L’association
Dignitas en Suisse est connue pour "aider au suicide" les
étrangers. Ce "tourisme de mort" commence à déranger les cantons et
relance le débat sur la réglementation légale de la fin de vie.
"Nous négocions avec les associations d’aide au
suicide, mais nous ne trouvons pas de consensus sur les règles de
conduite", explique Christian Aünd, secrétaire général du
Département de la Justice. "Légiférer au niveau cantonal n’aurait pas
de sens : cela ne ferait qu’engendrer un nouveau tourisme vers les
cantons dépourvus de réglementation. Si rien ne se passe au niveau
fédéral, nous tenterons d’intéresser la conférence des directeurs de la
justice", prévient-il.
La députée Christine Egerszegi (PRD/AG) préconise plus de
transparence : "s’agissant de la naissance, tout est réglé par la loi
avant même la fécondation. Mais la mort est entourée d’une immense zone
grise.

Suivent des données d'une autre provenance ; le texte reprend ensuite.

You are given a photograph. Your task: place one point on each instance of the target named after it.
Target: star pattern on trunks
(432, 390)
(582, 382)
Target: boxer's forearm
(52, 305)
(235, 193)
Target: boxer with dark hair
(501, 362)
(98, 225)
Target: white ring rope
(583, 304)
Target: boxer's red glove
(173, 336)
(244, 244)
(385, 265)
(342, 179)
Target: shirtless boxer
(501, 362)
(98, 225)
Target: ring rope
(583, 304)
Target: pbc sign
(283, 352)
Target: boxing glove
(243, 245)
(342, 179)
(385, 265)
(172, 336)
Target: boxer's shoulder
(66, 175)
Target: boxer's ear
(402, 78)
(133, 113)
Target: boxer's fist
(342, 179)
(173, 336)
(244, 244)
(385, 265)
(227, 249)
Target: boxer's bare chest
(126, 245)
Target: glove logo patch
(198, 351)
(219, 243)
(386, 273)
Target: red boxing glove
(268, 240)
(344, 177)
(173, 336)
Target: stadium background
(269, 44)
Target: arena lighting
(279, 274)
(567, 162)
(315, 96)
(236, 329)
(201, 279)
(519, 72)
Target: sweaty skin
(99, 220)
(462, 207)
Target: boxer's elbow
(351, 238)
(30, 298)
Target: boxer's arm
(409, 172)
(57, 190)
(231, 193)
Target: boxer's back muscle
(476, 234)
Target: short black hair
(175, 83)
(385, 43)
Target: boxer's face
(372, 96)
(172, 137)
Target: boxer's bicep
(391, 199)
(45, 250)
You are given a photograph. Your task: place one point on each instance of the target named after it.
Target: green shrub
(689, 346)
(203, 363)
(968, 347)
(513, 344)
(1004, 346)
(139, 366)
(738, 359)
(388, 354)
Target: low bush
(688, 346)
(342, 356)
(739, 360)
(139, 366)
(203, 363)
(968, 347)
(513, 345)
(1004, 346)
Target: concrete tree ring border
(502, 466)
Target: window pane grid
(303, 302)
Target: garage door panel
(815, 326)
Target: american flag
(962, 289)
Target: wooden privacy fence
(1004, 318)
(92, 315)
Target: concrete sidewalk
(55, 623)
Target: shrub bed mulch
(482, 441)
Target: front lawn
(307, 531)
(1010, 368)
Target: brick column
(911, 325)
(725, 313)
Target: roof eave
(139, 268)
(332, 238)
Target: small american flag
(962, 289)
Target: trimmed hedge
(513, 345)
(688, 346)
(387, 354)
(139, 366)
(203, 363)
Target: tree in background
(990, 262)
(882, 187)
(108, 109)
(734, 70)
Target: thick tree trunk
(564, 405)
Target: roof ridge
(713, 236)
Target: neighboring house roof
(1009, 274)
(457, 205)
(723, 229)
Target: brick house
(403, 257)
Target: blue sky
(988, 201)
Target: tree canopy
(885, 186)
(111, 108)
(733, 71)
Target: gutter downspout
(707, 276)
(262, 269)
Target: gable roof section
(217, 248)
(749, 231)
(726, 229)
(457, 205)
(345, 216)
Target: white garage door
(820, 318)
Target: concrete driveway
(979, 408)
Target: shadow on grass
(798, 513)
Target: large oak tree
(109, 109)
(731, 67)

Ce n’est pas normal".
La Commission nationale d’éthique et la Fédération des Eglises
protestantes (FEPS) ont demandé la définition d’un cadre à l’activité
des associations d’aide au suicide.
Frank Mathwig, chargé des questions d’éthique à la FEPS, expose
ses craintes quand à la législation du suicide assisté et craint de "voir
cette pratique devenir une prestation de service comme une autre. A
banaliser ainsi le suicide assisté, on transmet le message que la
société n’est plus prête à soutenir solidairement les personnes les plus
faibles".
Pour le journaliste du Temps : "le consensus implicite
qui entoure le principe de l’aide au suicide donne, face à la diversité
des pratiques qu’il a permis, des signes d’usure".